Elevated error rates

hello Fly friends,

I’m seeing highly elevated error rates across most of (all of?) my fly deployments. Started a few hours ago. For example, at this URL I’m getting some 599s. https://nikola-sharder.nikolaapp.com/shard_me?identifier=david%2B3@nikolaapp.com

The above is a tornado deployment. I’m also seeing it for other services, including some that have a simple nginx setup. Is there something going on? Thank you

David

Update: when I tried to update the above service, I got the following:
==> Pushing Image

The push refers to repository [registry.fly.io/nikola-sharder]
Error Get https://registry.fly.io/v2/: net/http: TLS handshake timeout

Oh, that’s odd.

@david could you provide a traceroute and traceoute6 (ipv6) to registry.fly.io?

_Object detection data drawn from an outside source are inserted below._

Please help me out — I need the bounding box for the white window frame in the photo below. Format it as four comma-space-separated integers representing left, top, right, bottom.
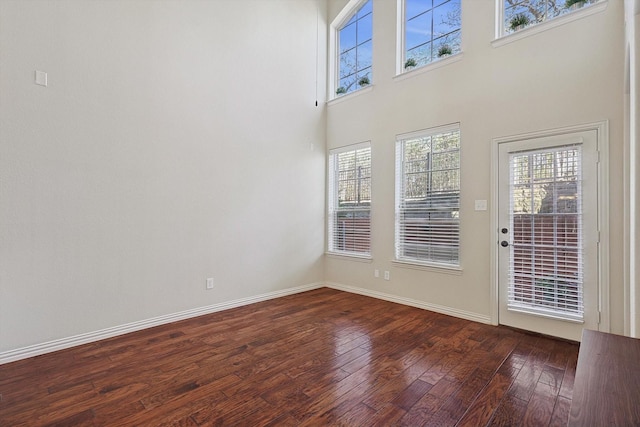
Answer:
327, 141, 373, 259
396, 0, 464, 76
327, 0, 375, 100
491, 0, 608, 47
394, 123, 462, 272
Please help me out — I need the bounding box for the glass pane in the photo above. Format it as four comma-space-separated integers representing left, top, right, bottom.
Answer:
338, 74, 356, 93
407, 43, 431, 66
340, 23, 356, 53
405, 12, 432, 50
356, 0, 373, 19
433, 0, 460, 37
340, 49, 356, 78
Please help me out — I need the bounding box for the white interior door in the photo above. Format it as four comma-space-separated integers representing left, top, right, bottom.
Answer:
497, 130, 599, 341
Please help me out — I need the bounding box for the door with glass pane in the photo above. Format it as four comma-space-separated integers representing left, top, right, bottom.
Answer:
497, 131, 598, 341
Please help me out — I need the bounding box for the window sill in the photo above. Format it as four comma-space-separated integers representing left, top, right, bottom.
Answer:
324, 252, 373, 263
491, 0, 608, 47
393, 52, 462, 80
327, 84, 373, 105
391, 259, 462, 276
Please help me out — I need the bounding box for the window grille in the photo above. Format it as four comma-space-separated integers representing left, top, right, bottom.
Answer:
328, 143, 371, 256
395, 125, 460, 266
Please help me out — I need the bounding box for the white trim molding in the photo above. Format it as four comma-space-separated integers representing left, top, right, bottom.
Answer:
0, 282, 325, 365
326, 282, 491, 324
491, 0, 608, 47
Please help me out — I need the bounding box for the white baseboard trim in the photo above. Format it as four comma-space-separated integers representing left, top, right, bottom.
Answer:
0, 283, 325, 365
325, 282, 492, 325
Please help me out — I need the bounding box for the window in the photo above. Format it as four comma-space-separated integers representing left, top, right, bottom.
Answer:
328, 143, 371, 256
336, 0, 373, 96
395, 125, 460, 266
404, 0, 461, 70
500, 0, 599, 35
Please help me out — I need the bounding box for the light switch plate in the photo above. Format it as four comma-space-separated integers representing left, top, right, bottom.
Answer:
476, 200, 487, 211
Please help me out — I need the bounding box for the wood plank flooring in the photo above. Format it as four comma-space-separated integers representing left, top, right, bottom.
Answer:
0, 288, 578, 427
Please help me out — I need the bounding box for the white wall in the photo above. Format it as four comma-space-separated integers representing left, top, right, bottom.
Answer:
0, 0, 326, 356
325, 0, 624, 333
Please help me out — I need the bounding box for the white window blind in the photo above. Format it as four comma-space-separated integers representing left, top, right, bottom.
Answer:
328, 143, 371, 256
395, 125, 460, 266
508, 145, 584, 320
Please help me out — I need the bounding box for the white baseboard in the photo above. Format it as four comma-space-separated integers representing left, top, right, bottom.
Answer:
0, 283, 325, 365
325, 282, 492, 325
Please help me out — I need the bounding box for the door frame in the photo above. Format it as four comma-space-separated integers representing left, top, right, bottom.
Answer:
490, 120, 611, 338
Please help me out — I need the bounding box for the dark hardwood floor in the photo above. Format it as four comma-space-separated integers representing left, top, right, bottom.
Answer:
0, 288, 578, 427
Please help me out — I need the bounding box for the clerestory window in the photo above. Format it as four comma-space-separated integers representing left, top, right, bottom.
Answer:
336, 0, 373, 96
499, 0, 600, 35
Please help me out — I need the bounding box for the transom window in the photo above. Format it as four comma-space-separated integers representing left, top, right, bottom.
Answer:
404, 0, 461, 70
501, 0, 599, 34
336, 0, 373, 96
395, 125, 460, 266
328, 142, 371, 256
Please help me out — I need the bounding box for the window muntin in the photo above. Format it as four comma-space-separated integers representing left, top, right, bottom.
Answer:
328, 143, 371, 256
395, 126, 460, 266
500, 0, 599, 35
404, 0, 461, 70
336, 0, 373, 96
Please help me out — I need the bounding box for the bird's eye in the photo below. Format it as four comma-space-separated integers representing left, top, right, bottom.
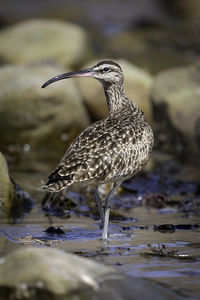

599s? We’re only serving 502 and 503 status codes. I don’t see any 599 for your app within the last 6 hours.

Sure! So here’s some other interesting datapoints. Updown.io is showing no problems but when I try to ping servers from my local machine and from other machines out in the wild (mostly digital ocean) I often get timeouts.

The push refers to repository [registry.fly.io/nikola-sharder]

% traceroute registry.fly.io
traceroute to registry.fly.io (77.83.143.220), 64 hops max, 52 byte packets
1 10.0.0.1 (10.0.0.1) 1.491 ms 1.215 ms 1.006 ms
2 192.168.99.1 (192.168.99.1) 1.260 ms 1.256 ms 1.167 ms
3 148-64-111-65.public.monkeybrains.net (148.64.111.65) 3.077 ms 3.061 ms 3.303 ms
4 172.17.19.170 (172.17.19.170) 3.296 ms 3.334 ms 3.187 ms
5 172.17.18.50 (172.17.18.50) 2.303 ms 1.749 ms 1.683 ms
6 172.17.22.244 (172.17.22.244) 1.659 ms 2.490 ms 1.553 ms
7 208.52.0.73 (208.52.0.73) 1.908 ms 2.646 ms 1.926 ms
8 192.175.30.252 (192.175.30.252) 2.405 ms 2.695 ms 2.323 ms
9 192.175.29.226 (192.175.29.226) 3.132 ms 3.334 ms 3.185 ms
10 be13.cr2-55smarket.bb.as11404.net (192.175.30.220) 5.641 ms 5.044 ms 4.646 ms
11 be11.cr3-11greatoaks.bb.as11404.net (192.175.30.38) 5.131 ms 5.423 ms 5.087 ms
12 cr1-9greatoaks-be3.bb.as11404.net (192.175.30.214) 5.058 ms 4.987 ms 5.120 ms
13 * * *
14 * * *
15 * * *
16 * *

Don’t have traceroute6 installed. Will look at installing it.

Thanks!

You might be able to do traceroute -6 instead.

---- This is from Digital Ocean
$ traceroute -6 registry.fly.io

traceroute to registry.fly.io (2a09:8280:1:f28:246e:d6a:949:dbbf), 30 hops max, 80 byte packets

connect: Network is unreachable

$ traceroute registry.fly.io
traceroute to registry.fly.io (77.83.143.220), 30 hops max, 60 byte packets
1 * * *
2 10.88.2.65 (10.88.2.65) 0.686 ms 0.652 ms 10.88.2.47 (10.88.2.47) 0.628 ms
3 138.197.248.100 (138.197.248.100) 0.777 ms 0.768 ms 138.197.248.96 (138.197.248.96) 0.712 ms
4 138.197.246.9 (138.197.246.9) 1.623 ms 1.616 ms 138.197.246.5 (138.197.246.5) 1.797 ms
5 * * *
6 * * *


Looks like traceroute -6 doesn’t work on my mac traceroute

Hmm, I can’t quite tell which region that’s hitting. Can you provide the results of curl -I http://registry.fly.io -H "flyio-debug: doit" from wherever it’s failing?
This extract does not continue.